Moneycontrol
Last Updated : Mar 06, 2018 02:42 PM IST | Source: Moneycontrol.com

Portfolio tweak to focus on better earnings visibility: Replacing Axis Bank with Thirumalai Chemicals

We expect Thirumalai Chemicals' near term volume growth to come from increased capacity for food acids, fine chemicals, the improved operations from Malaysian subsidiary, followed by increased capacity for Phthalic Anhydride (+60,000 MT in 2019).

Moneycontrol Research @moneycontrolcom

Continuing with our effort to review our portfolio to reflect basket of high conviction ideas with better earnings outlook, we make one change in our Diwali Portfolio - replacing Axis Bank with Thirumalai Chemicals. The portfolio since its inception in October 2017, has delivered 17% return against 2% rise in the benchmark Nifty.

For our earlier updates on portfoilo: Pls refer moil to replace IRB  and Moneycontrol portfolios

Why are we replacing Axis Bank?

We maintain our long-term conviction that Axis Bank will emerge as a winner from the banking sector clean-up exercise and hence accumulating the weakness has been recommended by our team. However, post the RBI’s circular on bad asset recognition, we expect elevated provision to impact near-term earnings.

Thirumalai Chemicals: Improved outlook backed by both volume & pricing

Looking at companies with improving earnings outlook, available at reasonable valuation, Thirumalai Chemicals caught our attention.

Thirumalai Chemicals (Market cap: 2038 cr) is the second‐largest manufacturer (Capacity: 140,000 MT) in the domestic Phthalic anhydride market (Size: 350,000 MT) used as a key ingredient for PVC (Poly Vinyl Chloride) having application for varied industries viz. construction, medical and electrical insulations.  Additionally, company’s Malaysian subsidiary (~25% of Sales) manufactures maleic anhydride (Capacity: 45,000 MT) used for food acids, oil additives and polyester resins.

We are encouraged by company’s recent earnings traction in domestic business and the turnaround in Malaysian subsidiary.

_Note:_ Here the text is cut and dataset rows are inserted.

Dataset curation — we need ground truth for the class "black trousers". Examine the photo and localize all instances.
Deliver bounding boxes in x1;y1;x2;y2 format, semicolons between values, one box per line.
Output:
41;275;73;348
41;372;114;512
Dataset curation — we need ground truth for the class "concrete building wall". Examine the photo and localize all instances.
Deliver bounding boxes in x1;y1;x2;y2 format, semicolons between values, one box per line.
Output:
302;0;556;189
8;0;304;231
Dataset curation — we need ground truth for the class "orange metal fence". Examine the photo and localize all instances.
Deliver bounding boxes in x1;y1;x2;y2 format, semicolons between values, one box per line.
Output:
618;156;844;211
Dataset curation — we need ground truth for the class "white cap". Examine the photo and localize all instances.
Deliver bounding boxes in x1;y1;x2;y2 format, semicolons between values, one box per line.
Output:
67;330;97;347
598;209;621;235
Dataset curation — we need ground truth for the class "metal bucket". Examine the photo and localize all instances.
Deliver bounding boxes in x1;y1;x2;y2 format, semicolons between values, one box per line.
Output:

Domestic business has fared well in recent times due to improving pricing trend, supply tightness and subdued raw material cost (ortho xylene).

We expect near term volume growth to come from increased capacity for food acids, fine chemicals, the improved operations from Malaysian subsidiary, followed by increased capacity for Phthalic Anhydride (+60,000 MT in 2019).

Based on recent quarterly results, we had upgraded our earnings expectations. Currently stock is trading at a multiple of 10.1x 2019e earnings, which is reasonable and at a discount compared to peers in the chemical universe.